Topological space and Borel-$\sigma$-Algebra

I have a very little (and maybe banal) question concerning a topological space and it's Borel-$\sigma$-algebra. If I have a topological space $(X,\tau)$, then one says that $\mathcal{B}(X)$ is the smallest $\sigma$-algebra which contains the open sets of $X$.

Is it the same to say: $\mathcal{B}(X)$ is the smallest $\sigma$-algebra containing the topology $\tau$?

To my opinion: Yes, because the sets in $\tau$ are just the sets called "open sets".

With regards

• Yes, it's the same.

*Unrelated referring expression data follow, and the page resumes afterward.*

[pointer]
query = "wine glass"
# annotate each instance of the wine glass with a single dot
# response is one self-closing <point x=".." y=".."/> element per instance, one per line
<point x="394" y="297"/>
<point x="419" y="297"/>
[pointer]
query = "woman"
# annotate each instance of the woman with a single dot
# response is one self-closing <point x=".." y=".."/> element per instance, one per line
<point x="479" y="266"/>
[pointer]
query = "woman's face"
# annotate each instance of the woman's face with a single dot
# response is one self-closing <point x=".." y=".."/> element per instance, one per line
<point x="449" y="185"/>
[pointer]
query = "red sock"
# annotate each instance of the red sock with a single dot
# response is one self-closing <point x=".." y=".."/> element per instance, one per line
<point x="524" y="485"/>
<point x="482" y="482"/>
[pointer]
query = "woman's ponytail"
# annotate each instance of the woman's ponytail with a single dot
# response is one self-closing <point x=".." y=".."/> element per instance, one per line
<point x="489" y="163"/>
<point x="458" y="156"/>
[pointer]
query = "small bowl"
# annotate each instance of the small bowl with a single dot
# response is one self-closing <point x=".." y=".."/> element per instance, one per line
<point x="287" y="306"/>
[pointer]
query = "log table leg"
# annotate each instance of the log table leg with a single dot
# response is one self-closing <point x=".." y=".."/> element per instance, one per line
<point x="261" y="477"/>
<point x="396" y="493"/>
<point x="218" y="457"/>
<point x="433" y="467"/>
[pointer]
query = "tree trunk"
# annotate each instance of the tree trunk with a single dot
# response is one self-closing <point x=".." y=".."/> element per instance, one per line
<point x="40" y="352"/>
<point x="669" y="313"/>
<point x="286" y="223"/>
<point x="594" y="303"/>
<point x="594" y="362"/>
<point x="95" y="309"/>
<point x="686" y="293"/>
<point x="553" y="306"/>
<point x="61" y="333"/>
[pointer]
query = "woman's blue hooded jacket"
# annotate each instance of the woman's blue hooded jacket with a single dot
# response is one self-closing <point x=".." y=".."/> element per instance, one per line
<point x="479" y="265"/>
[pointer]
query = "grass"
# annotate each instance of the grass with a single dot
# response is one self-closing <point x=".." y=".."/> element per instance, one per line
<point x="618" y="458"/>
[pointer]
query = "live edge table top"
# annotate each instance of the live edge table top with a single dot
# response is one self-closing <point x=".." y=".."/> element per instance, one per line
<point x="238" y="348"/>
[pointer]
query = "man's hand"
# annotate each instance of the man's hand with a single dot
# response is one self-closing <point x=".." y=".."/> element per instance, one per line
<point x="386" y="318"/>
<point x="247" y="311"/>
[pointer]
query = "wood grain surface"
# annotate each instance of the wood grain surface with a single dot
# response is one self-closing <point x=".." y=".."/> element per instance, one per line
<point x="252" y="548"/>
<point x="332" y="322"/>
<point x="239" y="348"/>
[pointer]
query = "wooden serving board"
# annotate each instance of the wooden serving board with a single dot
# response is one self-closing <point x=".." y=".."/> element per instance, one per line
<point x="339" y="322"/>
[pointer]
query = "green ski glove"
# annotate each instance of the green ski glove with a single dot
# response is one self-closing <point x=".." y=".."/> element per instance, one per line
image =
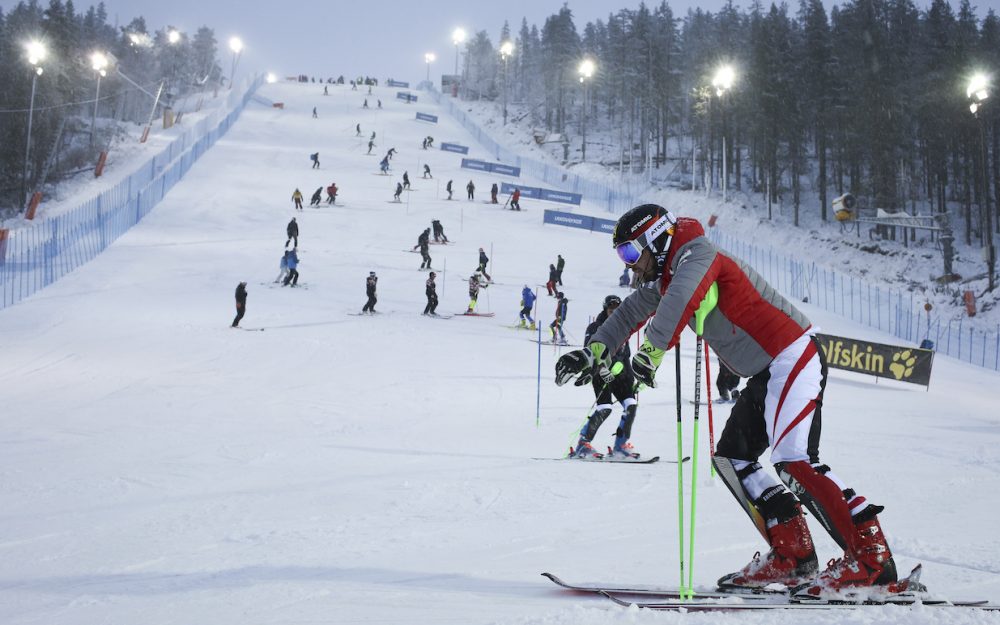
<point x="645" y="363"/>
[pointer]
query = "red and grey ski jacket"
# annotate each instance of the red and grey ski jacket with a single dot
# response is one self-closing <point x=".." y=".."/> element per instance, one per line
<point x="751" y="324"/>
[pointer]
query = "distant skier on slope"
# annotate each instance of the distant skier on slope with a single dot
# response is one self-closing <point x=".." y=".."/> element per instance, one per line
<point x="474" y="285"/>
<point x="423" y="238"/>
<point x="527" y="304"/>
<point x="293" y="269"/>
<point x="370" y="285"/>
<point x="241" y="303"/>
<point x="562" y="305"/>
<point x="761" y="335"/>
<point x="292" y="229"/>
<point x="431" y="292"/>
<point x="438" y="232"/>
<point x="483" y="261"/>
<point x="425" y="249"/>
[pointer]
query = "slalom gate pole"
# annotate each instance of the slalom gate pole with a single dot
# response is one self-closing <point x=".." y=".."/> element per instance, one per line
<point x="708" y="396"/>
<point x="538" y="393"/>
<point x="694" y="464"/>
<point x="680" y="468"/>
<point x="704" y="308"/>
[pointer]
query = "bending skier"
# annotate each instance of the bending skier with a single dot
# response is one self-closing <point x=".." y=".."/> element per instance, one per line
<point x="619" y="382"/>
<point x="760" y="335"/>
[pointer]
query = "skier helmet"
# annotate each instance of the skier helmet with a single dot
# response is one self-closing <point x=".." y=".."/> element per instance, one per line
<point x="649" y="224"/>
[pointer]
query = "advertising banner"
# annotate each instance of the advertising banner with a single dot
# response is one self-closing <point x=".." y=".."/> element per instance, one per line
<point x="894" y="362"/>
<point x="561" y="196"/>
<point x="468" y="163"/>
<point x="506" y="170"/>
<point x="568" y="219"/>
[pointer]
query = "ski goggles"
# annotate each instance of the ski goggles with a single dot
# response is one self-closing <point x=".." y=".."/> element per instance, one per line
<point x="630" y="251"/>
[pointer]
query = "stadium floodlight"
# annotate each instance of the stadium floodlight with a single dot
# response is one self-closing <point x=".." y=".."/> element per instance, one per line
<point x="723" y="81"/>
<point x="457" y="37"/>
<point x="429" y="58"/>
<point x="36" y="53"/>
<point x="236" y="45"/>
<point x="978" y="91"/>
<point x="141" y="40"/>
<point x="506" y="49"/>
<point x="586" y="71"/>
<point x="99" y="62"/>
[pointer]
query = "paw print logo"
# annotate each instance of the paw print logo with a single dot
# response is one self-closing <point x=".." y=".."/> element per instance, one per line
<point x="902" y="364"/>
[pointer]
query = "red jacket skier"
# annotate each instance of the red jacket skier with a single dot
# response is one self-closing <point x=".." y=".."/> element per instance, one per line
<point x="760" y="335"/>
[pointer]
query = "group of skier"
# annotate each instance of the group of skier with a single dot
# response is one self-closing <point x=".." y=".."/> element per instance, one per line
<point x="682" y="280"/>
<point x="317" y="196"/>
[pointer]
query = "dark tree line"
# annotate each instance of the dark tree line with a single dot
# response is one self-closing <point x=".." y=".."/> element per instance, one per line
<point x="66" y="91"/>
<point x="868" y="98"/>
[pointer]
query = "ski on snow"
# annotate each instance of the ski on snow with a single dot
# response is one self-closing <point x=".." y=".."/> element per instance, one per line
<point x="606" y="460"/>
<point x="778" y="602"/>
<point x="649" y="591"/>
<point x="670" y="599"/>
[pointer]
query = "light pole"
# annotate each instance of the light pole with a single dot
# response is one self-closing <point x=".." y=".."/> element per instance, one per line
<point x="722" y="82"/>
<point x="236" y="45"/>
<point x="978" y="92"/>
<point x="36" y="54"/>
<point x="506" y="49"/>
<point x="586" y="71"/>
<point x="98" y="61"/>
<point x="429" y="58"/>
<point x="457" y="38"/>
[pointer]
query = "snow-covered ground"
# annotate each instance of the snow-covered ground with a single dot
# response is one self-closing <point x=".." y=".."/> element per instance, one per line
<point x="159" y="467"/>
<point x="851" y="251"/>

Commented Aug 1, 2013 at 12:34
• Oh, very quick answer. Thank you! Then this little "denotation-problem" is disposed of once and for all. :-)
– user34632
Commented Aug 1, 2013 at 12:36

Yes, it's the same. The open sets of $X$ are exactly the sets in the topology of $X$.

• One question - there are many different topologies of $X$, and only one topology of these contains all open sets. So not all topologies on $X$ contain Borel sets, right? I guess it would be best to say that $B(R)$ is a set containing all topologies of $X$. Commented Dec 23, 2015 at 16:03
• @user4205580 "Open sets" is contextual. Once you have fixed a topology $\mathcal{T}$ on $X$, its elements are by definition the "open sets of $X$," or more precisely, "the open sets of the topological space $(X,\mathcal{T})$."
– Neal
Commented Dec 24, 2015 at 13:04
• So $\tau$ defines what open sets are in the set $X$? Commented Dec 25, 2015 at 11:16
• @user4205580 Yes, the definition of "open set" is "element of $\mathcal{T}$."